I don't need Christianity for any of that; nor are these my own reasons at all (though they are for many, without a doubt). I could just as well be in YOUR community or in a band or pack of hippies in a commune or something. I can give on my own. I can pretend, as many atheists do, that it is irrelevant whether there is life after death or not.
There are concepts in the universe that are perplexing, and by believing in a God, you can satisfy an itch for answers. You can utilize Christianity as a basis for morality.
But I'm not talking about what people do in fact; rather, I wanted to know what an atheist thinks is an intellectually compelling reason to become a Christian? And then we're back exactly to where we were, as I said: massive, utterly undeniable miracles; which I have argued is an unreasonable demand.
No, there are plenty of good and sufficient reasons to become a Christian.
The above don't qualify for what I was referring to. I could say the same about atheists: it makes you feel smart; you can look down on dumb Christians and feel superior or whatever. You can maintain the pretense that you have a lock on rational thinking and so-called "free" thinking (I'm only using things I have actually observed here and elsewhere). There could be any number of sociological reasons. But I'm completely uninterested in those, because they have little or no relation to truth claims.
However, I have two strong caveats. First, those are not sufficient reasons for me.
Exactly. That's what I'm getting at. You're the more or less typical, hard-headed skeptical atheist.
I am a person that is used to dealing with the truth - whether it is pretty or ugly. I would prefer the true belief of no life after death, rather than the false hope of a heaven.

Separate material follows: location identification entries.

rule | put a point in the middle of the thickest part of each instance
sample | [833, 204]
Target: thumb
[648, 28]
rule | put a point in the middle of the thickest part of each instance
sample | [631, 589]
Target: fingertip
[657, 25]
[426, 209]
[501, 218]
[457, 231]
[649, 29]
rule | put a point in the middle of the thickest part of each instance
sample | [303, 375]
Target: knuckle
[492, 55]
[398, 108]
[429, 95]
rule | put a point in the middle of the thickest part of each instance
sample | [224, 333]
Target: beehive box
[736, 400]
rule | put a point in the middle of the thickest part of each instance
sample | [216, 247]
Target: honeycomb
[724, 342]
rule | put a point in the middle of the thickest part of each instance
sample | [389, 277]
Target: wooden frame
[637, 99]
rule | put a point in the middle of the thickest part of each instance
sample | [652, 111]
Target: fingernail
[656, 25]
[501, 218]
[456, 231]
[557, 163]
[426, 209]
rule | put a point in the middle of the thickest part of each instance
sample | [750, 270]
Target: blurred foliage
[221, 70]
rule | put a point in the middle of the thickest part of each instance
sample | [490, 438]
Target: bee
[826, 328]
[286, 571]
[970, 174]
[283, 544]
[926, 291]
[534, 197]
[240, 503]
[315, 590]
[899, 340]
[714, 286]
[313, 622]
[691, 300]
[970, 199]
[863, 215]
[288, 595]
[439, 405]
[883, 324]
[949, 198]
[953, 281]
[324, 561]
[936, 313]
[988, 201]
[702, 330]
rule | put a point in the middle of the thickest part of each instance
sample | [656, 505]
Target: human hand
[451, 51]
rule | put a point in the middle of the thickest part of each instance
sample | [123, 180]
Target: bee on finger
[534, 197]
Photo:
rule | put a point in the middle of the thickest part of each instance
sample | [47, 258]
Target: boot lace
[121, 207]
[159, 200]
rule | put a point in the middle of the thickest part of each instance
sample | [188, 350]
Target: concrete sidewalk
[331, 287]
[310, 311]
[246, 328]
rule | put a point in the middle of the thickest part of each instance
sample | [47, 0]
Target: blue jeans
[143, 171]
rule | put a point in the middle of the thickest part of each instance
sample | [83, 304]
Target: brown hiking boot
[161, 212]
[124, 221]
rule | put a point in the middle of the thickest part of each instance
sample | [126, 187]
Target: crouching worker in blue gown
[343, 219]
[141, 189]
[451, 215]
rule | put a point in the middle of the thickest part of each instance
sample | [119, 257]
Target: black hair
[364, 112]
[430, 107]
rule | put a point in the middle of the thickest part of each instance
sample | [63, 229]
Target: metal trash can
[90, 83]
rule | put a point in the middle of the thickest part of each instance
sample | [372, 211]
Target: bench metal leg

Yep, and I would prefer the true belief of heaven to the false belief of annihilationism.
For me, for my motivation, truth is more important than feeling good, no matter how great that feeling is. How many others have similar motivations?
You're interacting with one. And that is one thing we have in common.
Secondly, despite the good and sufficient reasons to become a Christian, it is too often accompanied with a vicious use of power, control and exclusion that has no mercy for its own, let alone non-believers. Christianity has become a religion of weaponry, designed to divide and then conquer.
More sociological analysis . . . if you say we're sinners; guilty as charged!
If Christians truly lived the life their Bible states - "Love your neighbor" I would be off Debunking Christianity in a heartbeat. Not what I see, though. Not by a long shot.
Why don't you read the stories of the saints, then, if that impresses you? We never said that lots and lots of Christians would live up to the almost impossibly high and sublime ideals. But some do. And that is why the saints are so important to study. That's what God CAN do in a human being, if we would only let Him.
If you want to talk about loving your neighbor, though, you should see that Christians lead in charitable efforts. It's always been that way. Historically, e.g., it was the Catholic Church that started hospitals and so forth. Christians were in the forefront of the abolitionist and civil rights movements (Martin Luther King being a Baptist pastor). There was even significant Christian influence in the fall of Communism in Eastern Europe (including, of course, Pope John Paul II).
That's love in action. And we Christians can be very proud of all that, despite the numerous counter-examples you atheists are always pointing out.